The Bulletin of the Atomic Scientists announced that it would push the doomsday clock back one minute, to six minutes to midnight, in recognition of President Obama’s efforts to combat nuclear proliferation and climate change. The clock was first introduced in 1947 by scientists concerned that the world was spiraling toward nuclear disaster. It has only been adjusted 18 times in the last 63 years and it is no doubt a useful device intended to indicate how close humanity is to annihilating itself. Reuters explains the Bulletin’s decision:
The group, which includes 19 Nobel laureates, said a key to the “new era of cooperation is a change in the U.S. government’s orientation toward international affairs brought about in part by the election of (U.S. President Barack) Obama.

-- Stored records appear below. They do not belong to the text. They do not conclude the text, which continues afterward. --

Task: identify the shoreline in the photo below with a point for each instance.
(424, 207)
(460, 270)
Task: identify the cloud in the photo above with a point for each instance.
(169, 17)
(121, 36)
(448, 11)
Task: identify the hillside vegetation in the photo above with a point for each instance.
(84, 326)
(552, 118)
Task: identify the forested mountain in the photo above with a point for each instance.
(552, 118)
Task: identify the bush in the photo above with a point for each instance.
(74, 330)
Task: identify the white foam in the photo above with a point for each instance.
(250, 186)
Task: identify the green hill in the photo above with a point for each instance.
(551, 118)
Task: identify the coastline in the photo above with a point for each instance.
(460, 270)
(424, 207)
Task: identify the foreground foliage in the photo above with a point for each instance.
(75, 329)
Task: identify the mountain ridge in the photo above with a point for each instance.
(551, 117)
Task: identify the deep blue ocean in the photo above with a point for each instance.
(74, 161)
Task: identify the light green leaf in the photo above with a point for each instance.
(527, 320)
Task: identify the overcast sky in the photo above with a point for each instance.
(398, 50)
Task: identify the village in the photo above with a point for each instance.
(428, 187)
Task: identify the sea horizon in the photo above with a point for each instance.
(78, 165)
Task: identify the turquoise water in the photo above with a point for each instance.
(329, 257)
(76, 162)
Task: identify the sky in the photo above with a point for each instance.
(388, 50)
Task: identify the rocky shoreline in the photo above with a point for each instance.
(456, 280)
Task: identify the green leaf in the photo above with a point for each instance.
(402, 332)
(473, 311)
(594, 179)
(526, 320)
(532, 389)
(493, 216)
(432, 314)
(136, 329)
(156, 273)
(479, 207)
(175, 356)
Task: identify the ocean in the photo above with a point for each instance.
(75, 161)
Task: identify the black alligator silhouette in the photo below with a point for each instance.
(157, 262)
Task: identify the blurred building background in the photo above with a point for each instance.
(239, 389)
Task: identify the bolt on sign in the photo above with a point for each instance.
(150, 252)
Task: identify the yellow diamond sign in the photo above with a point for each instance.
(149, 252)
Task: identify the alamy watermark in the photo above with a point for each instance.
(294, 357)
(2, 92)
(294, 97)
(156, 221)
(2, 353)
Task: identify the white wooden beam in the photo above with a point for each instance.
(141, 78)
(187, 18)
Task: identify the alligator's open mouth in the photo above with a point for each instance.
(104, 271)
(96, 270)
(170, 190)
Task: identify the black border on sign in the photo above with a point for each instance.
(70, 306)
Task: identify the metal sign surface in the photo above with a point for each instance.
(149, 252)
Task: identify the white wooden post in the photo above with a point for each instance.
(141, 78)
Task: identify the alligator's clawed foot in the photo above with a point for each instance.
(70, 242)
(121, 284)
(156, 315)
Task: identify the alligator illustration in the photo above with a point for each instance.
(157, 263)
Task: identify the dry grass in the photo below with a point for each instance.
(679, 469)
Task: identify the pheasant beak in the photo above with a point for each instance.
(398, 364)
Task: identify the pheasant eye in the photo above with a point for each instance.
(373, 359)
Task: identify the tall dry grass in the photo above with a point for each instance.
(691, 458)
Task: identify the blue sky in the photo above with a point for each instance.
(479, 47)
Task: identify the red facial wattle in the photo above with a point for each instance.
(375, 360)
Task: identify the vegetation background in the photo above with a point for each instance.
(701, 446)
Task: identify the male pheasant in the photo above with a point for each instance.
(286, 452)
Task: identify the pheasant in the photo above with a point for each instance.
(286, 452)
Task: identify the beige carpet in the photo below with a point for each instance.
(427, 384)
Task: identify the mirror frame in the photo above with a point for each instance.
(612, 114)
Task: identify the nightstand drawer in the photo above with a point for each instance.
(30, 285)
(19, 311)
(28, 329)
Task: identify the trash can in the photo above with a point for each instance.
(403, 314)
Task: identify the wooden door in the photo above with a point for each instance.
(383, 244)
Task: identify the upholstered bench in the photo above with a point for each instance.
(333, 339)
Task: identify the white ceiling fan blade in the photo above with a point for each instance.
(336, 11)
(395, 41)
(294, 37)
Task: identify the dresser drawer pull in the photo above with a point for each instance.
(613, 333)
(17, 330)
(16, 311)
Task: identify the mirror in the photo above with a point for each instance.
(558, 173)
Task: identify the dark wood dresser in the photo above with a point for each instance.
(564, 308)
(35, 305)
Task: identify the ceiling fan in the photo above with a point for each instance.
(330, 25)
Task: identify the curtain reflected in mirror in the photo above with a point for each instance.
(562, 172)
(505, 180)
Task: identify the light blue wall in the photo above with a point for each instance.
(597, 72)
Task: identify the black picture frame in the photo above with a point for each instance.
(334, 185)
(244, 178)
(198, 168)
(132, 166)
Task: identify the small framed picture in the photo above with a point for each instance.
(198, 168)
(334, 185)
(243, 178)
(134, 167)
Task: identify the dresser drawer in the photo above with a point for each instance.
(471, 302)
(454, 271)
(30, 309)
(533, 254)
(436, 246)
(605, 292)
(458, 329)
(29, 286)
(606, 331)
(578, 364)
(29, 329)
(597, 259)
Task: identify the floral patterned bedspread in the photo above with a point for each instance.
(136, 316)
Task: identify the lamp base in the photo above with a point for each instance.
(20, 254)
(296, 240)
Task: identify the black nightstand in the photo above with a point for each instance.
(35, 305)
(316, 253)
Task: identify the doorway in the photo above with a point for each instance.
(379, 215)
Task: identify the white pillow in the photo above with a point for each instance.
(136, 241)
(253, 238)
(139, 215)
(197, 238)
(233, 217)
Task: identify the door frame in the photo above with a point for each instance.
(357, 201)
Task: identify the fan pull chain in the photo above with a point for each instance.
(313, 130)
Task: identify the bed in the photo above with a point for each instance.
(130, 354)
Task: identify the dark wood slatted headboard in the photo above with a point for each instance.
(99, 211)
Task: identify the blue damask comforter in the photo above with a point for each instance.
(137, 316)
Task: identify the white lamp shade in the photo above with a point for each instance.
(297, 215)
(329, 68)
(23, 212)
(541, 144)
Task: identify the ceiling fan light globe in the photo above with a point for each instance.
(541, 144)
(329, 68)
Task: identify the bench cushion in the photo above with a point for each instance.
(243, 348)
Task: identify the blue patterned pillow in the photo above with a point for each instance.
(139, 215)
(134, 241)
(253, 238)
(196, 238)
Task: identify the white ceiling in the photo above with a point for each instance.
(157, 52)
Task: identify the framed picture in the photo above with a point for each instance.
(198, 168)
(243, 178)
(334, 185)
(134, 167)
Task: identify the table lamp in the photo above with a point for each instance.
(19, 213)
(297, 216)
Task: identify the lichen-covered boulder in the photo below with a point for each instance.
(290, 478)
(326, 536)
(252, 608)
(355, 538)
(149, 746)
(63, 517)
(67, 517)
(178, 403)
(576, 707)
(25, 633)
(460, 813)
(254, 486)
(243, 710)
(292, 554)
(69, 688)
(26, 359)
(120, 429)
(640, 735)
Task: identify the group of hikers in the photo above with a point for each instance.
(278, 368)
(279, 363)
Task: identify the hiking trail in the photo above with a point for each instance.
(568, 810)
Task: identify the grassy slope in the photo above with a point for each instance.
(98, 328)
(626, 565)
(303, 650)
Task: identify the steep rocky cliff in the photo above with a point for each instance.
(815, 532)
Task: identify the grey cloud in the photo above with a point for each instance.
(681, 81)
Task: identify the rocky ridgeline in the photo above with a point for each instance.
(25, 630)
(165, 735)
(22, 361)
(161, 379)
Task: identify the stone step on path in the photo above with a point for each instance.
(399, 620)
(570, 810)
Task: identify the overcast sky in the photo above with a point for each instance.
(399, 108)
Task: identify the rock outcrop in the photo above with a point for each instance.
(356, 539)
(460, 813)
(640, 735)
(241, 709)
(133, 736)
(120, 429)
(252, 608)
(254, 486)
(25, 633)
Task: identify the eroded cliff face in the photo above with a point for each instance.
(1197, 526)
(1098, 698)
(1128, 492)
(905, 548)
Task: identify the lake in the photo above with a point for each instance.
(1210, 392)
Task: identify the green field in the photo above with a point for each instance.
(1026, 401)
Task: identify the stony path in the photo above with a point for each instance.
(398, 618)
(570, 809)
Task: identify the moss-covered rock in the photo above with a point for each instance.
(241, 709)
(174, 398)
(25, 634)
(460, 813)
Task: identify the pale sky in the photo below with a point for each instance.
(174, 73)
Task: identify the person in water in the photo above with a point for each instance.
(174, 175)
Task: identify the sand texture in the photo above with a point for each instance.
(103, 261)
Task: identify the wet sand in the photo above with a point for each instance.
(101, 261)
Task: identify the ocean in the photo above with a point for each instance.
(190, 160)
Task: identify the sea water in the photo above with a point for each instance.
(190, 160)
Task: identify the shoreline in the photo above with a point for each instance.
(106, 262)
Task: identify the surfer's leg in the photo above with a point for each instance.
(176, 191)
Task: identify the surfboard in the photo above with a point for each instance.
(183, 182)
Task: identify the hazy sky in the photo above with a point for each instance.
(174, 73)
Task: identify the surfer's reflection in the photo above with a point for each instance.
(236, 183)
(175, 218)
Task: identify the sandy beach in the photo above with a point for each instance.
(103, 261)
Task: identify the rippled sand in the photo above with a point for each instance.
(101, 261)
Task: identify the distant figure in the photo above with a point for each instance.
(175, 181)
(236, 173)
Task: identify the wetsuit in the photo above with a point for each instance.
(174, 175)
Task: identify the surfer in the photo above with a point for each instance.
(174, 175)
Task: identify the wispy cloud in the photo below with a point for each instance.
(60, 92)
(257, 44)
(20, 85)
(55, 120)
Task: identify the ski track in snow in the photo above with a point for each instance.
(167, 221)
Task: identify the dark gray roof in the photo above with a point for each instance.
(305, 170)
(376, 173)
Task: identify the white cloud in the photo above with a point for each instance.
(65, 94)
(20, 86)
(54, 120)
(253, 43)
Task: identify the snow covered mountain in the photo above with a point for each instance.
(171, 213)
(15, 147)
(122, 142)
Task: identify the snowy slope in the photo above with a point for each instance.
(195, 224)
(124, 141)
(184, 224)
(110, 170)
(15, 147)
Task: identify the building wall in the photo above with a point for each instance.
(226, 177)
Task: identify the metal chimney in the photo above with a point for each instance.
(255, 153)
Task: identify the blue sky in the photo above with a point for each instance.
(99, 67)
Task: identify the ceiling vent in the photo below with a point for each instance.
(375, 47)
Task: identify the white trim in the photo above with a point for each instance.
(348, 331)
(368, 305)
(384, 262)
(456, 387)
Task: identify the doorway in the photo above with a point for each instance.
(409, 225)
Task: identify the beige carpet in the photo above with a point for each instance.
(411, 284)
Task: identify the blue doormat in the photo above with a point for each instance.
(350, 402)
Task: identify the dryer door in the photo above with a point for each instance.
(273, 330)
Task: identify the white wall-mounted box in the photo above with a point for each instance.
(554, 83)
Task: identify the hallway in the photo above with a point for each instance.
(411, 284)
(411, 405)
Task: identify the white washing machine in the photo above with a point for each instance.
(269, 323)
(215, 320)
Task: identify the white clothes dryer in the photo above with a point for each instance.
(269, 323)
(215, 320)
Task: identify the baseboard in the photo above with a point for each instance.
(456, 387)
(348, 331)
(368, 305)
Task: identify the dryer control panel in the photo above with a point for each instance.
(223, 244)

Progress has definitely been made, but before we pat ourselves on the back it is worth noting that in 1947 the clock was set at 7 minutes to midnight, therefore, according to the clock, the times we live in now are more dangerous than they were 60 years ago. On the face of it this doesn’t make much sense. In 1947 nuclear weapons had been used just two years earlier, norms against their use did not exist, the Soviets were determined to develop nukes, the US was determined to build more, and tensions between the Soviet Union and the West were escalating. In other words, things were pretty scary.
While today there is no superpower arms race (in fact the US and Russia are on the cusp of further nuclear cuts), tensions between superpowers are minimal by comparison, and strong norms have developed against the use of nuclear weapons, the depressing reality is that a nuclear incident is perhaps more likely today. As President Obama explained in Prague last spring:
Today, the Cold War has disappeared but thousands of those weapons have not. In a strange turn of history, the threat of global nuclear war has gone down, but the risk of a nuclear attack has gone up.
Today we are confronted by new nuclear dangers, stemming from the proliferation of nuclear weapons and the dangers of illicit terrorist groups gaining access to nuclear materials. The congressionally mandated bipartisan Commission on the Prevention of Weapons of Mass Destruction Proliferation and Terrorism concluded in a report published two years ago that a nuclear terror attack was likely within the next five years if nothing was done:
Unless the world community acts decisively and with great urgency, it is more likely than not that a weapon of mass destruction will be used in a terrorist attack somewhere in the world by the end of 2013.
Combating proliferation and nuclear terrorism is a real and serious problem and has been set at the top of the Obama foreign policy agenda, which is largely why the clock has been moved back. However, to move the clock back further the coming six months will be crucial.
The nuclear calendar is jam-packed and Obama will encounter test after test of his commitment to the nuclear agenda – starting with the effort to focus the the Nuclear Posture Review on terrorism. This will likely be followed by an effort to ratify a START follow-on treaty in the Senate. Meanwhile, there are two global nuclear conferences coming up. In April a global Nuclear Security Summit will be held in Washington with the goal of preventing the spread of nuclear materials. This will be followed in May by the NPT Review Conference, which is the treaty that underpins all international non-proliferation efforts. If all goes well, the Senate will take up the Comprehensive Test Ban Treaty, as well – a treaty that bans countries from testing nuclear weapons. Oh and then there are those easy cases of North Korea and Iran.
Make progress on all of these fronts and the atomic scientists might have to get a new clock.